MILL CREEK – When she started volunteering at Mill Creek Elementary School, JoAnn Anderson set a goal to continue until her 80th birthday.
“Now, it’s until I’m 85,” she said. Elizabeth Armstrong / The Herald
Elizabeth Armstrong / The Herald
Anderson, who turns 84 in April, has volunteered at the school for 14 years. While she has slowed down during that time, her passion for helping students with spelling and math is as vibrant as ever.
“I find it really gives me energy, the days I go to school,” she said.
Volunteering at a school is something Anderson wishes more people her age would do.
“Just to give a couple of hours a week, I think it’d be so great for them – and it’s so great for the schools,” she said.
There certainly is a need, said teacher Donna Lemke, overlooking her classroom of 25 second-graders. “They all have needs, and we just can’t meet them all without helpers. We can never have enough.”
Anderson, who initially spent every day at the school, has slowed her pace, especially since being gone for seven weeks to recover from knee surgery. She now works each Tuesday with students in Lemke’s classroom.
With her long absence, many of this year’s second-graders don’t know Anderson as well, Lemke said. “Other classes, when she would come in, everyone would knock her over practically, giving her hugs. ‘Mrs. Anderson is here!’
“Kids can tell when someone genuinely cares about them.”
Out in the hall, Anderson rests her cane against a table and inclines her head toward a boy she is helping with spelling words. “Your printing is nice,” she says.
She turns over the piece of paper and writes out a few addition and subtraction equations. “Do you like math?
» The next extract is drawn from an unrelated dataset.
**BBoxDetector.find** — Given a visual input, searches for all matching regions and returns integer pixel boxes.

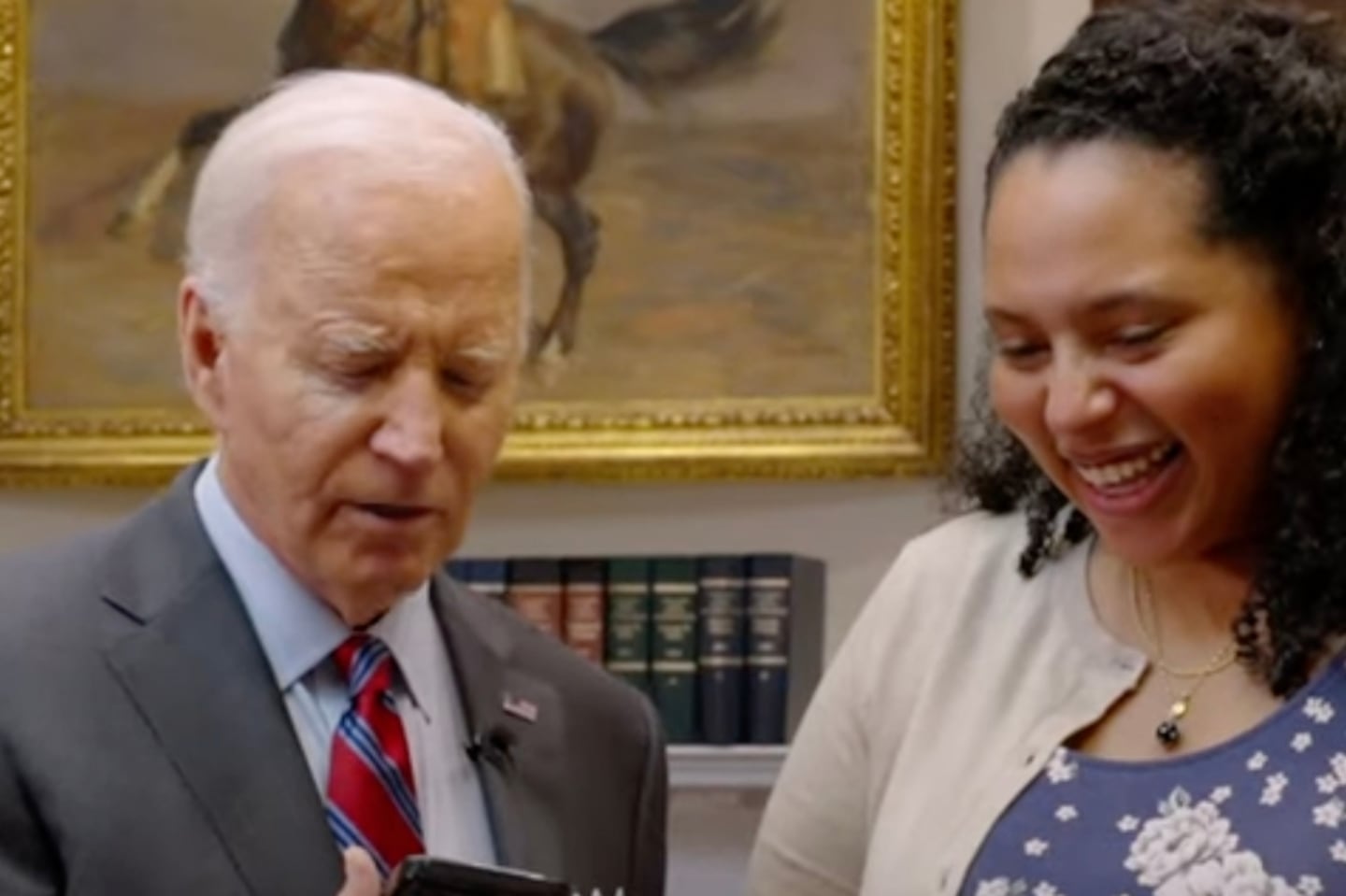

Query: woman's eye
[996,340,1047,361]
[1111,324,1165,348]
That’s good. Math is fun.”
Peyton Kelley, 8, said he liked the time. “It just helps me getting my brain working a little more,” he said. “She’s very nice.”
Anderson has always volunteered in some way, from the PTA when her own two children were in school to her current place on the board of the Women’s Club in Mill Creek.
Widowed for a second time at age 70, she asked herself what she would do with the rest of her life. She thought of her daughter, who struggled to read as a child, and decided to start volunteering at the school.
“I thought it was going to be something where I was helping,” she said. “But honestly, it’s been so much more rewarding.”
The relationship blossomed in other ways as Anderson applied her interest in gardening to the school campus.
“It was so depressing, every morning walking by those weeds,” she said, scanning the school’s central courtyard.
She started planting a few bulbs with students. Soon, her gardening club and students’ class projects took over. Native flowerbeds and colorful murals now mark the area.
In the center of it all is a statue of a young girl reading a book, donated by Anderson. Students and staff have dubbed the girl “JoAnn” in her honor.
“She is just an amazing woman,” said Lemke, who has taught at the school for 17 years. “I wish I had as much energy as she does.”
Anderson said teachers such as Lemke are the real heroes, remembering when she first approached her about helping.
“I never was a teacher. She said that was OK,” Anderson recalled, “just to come with a smile.”